The beneficial effects of the technical scheme are as follows: the T test module of the embodiment of the invention obtains the P value of the primary screening site by carrying out T test on the pretreatment result, namely the primary screening site, takes the P value of the primary screening site as the T test result, and can help to analyze whether the data difference is obvious or not, has more information and has relatively simple steps.
The embodiment of the invention provides a system for acquiring tumor methylation markers based on methylation chip data, and the screening module performs the following operations:
acquiring a preset P-value threshold;
if the P value of the primary screening site is smaller than the P-value threshold, the primary screening site is a tumor methylation marker.
The working principle of the technical scheme is as follows:
the screening module filters the primary screening sites according to the magnitude relation between the preset P-value threshold and the P value of the primary screening sites; when the P value of the primary screening site is smaller than a preset P-value threshold, selecting the primary screening site as a tumor methylation marker;
for example: the P-value threshold was set at 0.001 and a site with a P value less than 0.001 was selected from the primary screening sites as the final tumor methylation marker.

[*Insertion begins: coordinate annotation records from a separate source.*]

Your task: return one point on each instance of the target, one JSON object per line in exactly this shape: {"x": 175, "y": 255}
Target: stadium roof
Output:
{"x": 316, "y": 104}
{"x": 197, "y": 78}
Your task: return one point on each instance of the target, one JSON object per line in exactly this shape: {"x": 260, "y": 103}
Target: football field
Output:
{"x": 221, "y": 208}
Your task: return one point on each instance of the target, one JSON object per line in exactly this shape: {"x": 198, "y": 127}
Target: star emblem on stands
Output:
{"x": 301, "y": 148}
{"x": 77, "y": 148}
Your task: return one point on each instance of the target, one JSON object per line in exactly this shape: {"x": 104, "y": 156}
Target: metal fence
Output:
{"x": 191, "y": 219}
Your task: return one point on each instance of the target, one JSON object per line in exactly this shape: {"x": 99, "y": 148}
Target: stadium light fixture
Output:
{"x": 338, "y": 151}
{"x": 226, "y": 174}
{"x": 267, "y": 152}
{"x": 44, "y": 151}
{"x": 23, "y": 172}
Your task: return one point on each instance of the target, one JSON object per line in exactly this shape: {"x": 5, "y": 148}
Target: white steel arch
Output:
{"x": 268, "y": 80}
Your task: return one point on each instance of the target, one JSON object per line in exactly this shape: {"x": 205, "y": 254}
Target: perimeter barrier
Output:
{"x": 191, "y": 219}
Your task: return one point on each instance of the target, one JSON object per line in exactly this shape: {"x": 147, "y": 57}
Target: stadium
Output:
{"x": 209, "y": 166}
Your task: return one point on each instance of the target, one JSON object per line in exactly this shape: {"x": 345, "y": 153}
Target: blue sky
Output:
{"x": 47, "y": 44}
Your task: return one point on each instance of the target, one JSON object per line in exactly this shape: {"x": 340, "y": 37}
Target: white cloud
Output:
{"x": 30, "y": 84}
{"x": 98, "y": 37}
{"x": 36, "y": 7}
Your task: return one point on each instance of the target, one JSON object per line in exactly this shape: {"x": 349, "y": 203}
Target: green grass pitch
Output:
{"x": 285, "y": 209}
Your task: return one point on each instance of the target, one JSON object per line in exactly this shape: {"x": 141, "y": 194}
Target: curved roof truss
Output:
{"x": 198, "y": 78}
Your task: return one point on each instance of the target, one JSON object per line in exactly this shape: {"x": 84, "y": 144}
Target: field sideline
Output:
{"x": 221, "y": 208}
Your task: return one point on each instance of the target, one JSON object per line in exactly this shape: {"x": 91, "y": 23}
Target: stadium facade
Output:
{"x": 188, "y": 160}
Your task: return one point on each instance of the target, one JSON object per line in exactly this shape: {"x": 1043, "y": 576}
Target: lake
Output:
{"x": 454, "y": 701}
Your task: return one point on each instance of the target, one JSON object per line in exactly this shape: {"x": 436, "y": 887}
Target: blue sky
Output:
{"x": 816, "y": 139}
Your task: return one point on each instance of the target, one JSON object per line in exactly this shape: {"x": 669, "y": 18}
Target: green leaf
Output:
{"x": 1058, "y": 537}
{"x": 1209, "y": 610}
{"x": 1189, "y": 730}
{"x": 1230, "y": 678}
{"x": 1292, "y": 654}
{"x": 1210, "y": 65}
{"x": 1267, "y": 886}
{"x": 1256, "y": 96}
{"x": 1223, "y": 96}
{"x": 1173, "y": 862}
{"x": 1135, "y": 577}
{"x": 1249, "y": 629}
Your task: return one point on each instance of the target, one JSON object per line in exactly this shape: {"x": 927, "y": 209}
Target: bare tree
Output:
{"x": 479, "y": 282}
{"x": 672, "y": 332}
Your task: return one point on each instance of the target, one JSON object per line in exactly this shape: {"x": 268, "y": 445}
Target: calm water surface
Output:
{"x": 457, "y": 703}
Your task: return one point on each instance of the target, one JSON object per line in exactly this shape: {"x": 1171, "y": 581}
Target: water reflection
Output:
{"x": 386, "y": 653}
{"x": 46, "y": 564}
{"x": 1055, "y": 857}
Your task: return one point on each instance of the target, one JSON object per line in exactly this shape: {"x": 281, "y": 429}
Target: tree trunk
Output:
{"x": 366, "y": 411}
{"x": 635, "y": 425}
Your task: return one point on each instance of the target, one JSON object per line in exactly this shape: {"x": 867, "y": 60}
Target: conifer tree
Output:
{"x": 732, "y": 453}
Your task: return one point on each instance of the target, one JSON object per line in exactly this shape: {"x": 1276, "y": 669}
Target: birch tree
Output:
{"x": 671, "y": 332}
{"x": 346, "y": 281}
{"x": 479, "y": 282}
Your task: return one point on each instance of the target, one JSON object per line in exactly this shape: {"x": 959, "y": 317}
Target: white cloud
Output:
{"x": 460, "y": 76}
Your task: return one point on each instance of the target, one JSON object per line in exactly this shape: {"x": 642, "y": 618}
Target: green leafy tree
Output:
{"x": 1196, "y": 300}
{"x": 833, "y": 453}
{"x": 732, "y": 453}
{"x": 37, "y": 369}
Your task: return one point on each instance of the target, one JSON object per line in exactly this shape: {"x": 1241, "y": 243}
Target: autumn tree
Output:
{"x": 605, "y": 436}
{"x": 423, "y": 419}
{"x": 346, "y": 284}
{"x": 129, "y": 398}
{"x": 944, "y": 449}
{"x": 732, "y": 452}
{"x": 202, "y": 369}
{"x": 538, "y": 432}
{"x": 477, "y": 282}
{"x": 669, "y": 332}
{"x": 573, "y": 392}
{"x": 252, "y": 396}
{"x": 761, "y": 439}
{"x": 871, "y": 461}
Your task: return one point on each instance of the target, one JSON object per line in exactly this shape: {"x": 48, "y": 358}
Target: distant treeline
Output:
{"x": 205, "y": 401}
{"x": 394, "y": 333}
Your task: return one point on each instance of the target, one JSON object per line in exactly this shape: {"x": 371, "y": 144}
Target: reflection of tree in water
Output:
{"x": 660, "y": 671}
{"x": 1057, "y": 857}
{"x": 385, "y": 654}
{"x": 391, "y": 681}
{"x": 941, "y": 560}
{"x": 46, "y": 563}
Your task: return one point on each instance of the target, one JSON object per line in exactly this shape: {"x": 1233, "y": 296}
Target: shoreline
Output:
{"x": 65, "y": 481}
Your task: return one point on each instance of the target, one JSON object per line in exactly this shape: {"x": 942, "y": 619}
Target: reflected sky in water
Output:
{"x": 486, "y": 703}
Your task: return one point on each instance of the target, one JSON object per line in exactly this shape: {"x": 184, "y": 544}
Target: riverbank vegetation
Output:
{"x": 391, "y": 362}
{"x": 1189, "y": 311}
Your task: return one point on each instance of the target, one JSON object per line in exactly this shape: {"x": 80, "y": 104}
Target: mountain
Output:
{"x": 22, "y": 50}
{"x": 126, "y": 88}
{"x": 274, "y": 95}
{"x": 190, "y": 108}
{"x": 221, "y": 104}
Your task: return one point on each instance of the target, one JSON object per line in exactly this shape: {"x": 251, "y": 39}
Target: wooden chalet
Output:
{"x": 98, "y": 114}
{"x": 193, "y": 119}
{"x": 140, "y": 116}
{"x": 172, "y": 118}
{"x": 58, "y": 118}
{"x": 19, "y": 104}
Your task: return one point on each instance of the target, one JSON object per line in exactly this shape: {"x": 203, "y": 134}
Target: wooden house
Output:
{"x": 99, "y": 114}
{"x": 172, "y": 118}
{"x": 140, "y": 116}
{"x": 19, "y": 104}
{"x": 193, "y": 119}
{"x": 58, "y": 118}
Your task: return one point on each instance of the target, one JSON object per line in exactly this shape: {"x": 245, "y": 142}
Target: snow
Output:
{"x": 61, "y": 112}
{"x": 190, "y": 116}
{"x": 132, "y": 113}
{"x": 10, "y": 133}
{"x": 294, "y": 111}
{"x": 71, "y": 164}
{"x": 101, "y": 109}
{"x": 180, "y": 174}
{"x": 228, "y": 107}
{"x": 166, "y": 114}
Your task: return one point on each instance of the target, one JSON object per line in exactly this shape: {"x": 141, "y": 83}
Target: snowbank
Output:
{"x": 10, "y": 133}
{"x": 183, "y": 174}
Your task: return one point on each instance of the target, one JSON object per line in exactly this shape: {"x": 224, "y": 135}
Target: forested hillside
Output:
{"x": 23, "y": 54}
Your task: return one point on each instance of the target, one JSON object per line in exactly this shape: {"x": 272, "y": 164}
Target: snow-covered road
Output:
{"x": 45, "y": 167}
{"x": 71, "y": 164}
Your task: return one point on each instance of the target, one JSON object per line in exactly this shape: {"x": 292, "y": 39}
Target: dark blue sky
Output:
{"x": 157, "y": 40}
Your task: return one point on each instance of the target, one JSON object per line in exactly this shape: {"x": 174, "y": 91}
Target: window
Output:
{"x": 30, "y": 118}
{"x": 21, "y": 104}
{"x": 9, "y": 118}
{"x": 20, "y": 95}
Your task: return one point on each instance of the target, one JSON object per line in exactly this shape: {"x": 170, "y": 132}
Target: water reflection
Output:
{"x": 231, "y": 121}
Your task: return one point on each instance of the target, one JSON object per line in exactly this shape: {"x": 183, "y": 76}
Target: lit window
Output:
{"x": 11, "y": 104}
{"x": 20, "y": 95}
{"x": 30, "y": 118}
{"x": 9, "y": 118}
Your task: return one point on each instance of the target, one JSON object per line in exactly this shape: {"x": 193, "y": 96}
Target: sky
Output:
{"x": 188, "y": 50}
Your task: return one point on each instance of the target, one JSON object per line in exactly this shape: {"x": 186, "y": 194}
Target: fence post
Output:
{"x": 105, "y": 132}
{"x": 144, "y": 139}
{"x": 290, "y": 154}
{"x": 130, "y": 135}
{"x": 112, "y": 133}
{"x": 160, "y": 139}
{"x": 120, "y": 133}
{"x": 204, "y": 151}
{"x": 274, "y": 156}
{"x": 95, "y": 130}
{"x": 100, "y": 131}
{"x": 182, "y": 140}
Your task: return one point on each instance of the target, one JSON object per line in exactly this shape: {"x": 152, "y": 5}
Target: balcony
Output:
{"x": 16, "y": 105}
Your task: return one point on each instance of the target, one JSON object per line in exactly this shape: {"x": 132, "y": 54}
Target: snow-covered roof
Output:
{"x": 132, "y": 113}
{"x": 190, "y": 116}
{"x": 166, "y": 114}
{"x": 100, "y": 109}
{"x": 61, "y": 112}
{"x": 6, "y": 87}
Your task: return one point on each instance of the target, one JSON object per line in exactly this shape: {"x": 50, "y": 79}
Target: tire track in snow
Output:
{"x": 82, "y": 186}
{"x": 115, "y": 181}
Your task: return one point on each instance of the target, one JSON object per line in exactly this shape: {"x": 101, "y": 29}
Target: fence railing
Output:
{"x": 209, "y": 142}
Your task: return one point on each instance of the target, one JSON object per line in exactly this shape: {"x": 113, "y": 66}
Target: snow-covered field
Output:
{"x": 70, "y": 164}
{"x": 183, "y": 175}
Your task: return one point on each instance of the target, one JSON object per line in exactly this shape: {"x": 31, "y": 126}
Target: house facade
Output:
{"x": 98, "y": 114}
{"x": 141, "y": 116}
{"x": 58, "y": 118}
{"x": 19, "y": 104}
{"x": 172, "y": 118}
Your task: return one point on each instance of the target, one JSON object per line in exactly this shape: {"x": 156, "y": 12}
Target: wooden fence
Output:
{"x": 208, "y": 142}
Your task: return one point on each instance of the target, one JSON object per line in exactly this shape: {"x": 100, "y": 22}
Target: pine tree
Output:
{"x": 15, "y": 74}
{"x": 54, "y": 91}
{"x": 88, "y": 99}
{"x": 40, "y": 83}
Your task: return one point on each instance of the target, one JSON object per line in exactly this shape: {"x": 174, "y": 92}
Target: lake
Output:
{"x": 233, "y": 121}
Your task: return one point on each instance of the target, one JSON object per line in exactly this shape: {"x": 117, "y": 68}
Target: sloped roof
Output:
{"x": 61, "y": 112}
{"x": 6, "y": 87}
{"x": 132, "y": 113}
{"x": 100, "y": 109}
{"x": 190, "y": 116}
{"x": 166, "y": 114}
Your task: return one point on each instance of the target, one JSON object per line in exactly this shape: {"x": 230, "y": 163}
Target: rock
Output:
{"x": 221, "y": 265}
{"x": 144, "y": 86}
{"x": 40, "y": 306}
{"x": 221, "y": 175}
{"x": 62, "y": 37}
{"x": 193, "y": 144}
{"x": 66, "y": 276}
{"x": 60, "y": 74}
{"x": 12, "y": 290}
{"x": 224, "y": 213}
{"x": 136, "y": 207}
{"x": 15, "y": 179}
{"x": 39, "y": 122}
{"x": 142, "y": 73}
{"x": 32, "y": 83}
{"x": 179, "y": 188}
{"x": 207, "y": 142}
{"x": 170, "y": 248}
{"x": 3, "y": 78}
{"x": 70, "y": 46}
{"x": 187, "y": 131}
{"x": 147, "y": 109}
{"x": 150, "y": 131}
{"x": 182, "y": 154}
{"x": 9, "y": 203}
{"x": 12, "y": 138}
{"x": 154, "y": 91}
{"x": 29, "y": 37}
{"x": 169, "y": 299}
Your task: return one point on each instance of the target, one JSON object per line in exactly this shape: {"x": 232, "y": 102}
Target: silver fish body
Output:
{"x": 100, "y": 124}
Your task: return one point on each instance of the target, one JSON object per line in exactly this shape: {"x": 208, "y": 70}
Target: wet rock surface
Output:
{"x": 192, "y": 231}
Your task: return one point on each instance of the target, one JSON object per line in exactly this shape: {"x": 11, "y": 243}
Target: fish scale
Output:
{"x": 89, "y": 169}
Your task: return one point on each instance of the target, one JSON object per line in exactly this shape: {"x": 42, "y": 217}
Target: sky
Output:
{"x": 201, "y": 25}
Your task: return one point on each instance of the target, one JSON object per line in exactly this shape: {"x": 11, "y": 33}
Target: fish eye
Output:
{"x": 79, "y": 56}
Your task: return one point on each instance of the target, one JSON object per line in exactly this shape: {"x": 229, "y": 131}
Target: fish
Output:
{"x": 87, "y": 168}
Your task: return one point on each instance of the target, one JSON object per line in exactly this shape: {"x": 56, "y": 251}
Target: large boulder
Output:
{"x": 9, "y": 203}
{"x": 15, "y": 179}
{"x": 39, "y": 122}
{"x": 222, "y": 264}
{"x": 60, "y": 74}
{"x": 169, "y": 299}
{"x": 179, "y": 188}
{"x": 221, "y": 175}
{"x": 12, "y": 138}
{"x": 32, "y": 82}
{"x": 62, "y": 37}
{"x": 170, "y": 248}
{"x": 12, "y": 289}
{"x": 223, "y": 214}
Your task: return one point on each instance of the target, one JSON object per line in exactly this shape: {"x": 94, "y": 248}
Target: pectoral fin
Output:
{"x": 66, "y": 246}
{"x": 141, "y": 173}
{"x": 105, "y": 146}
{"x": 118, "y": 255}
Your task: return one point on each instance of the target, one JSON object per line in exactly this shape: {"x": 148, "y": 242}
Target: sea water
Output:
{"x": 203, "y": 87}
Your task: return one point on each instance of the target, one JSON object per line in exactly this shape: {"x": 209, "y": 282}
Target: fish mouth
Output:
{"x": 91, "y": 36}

The beneficial effects of the technical scheme are as follows: the screening module of the embodiment of the invention compares the P value of the primary screening site with the preset P-value threshold, and selects the primary screening site as the tumor methylation marker if the P value of the primary screening site is smaller than the preset P-value threshold, thereby realizing further detection and screening of the primary screening site and improving the accuracy of acquiring the tumor methylation marker.
The embodiment of the invention provides a method for acquiring tumor methylation markers based on methylation chip data, which comprises the following steps:
step S1: obtaining a methylation chip Beta numerical matrix of the sample tumor tissue and the sample normal tissue corresponding to the common site of the sample tumor tissue and the sample normal tissue;
step S2: based on the selection of different thresholds, the sensitivity of the common sites in the tumor tissue of the sample and the normal tissue of the sample is obtained, and based on the selected sensitivity thresholds, the sites of the primary screening are selected;
step S3: t test is performed based on the primary screened sites, and the tumor methylation markers are screened out by filtering with a preset P-value threshold.
The working principle of the technical scheme is as follows:
based on a methylation chip beta numerical matrix of the sample tumor tissue and the sample normal tissue corresponding to the common locus of the sample tumor tissue and the sample normal tissue, methylation locus sensitivity under different thresholds is obtained, and based on the selected sensitivity threshold, a primary screening locus is selected; and then, based on the primary screening sites, T-test is carried out, and the pre-set P-value threshold is utilized for filtering to obtain the filtered methylation sites, so that the screening of tumor methylation markers is realized.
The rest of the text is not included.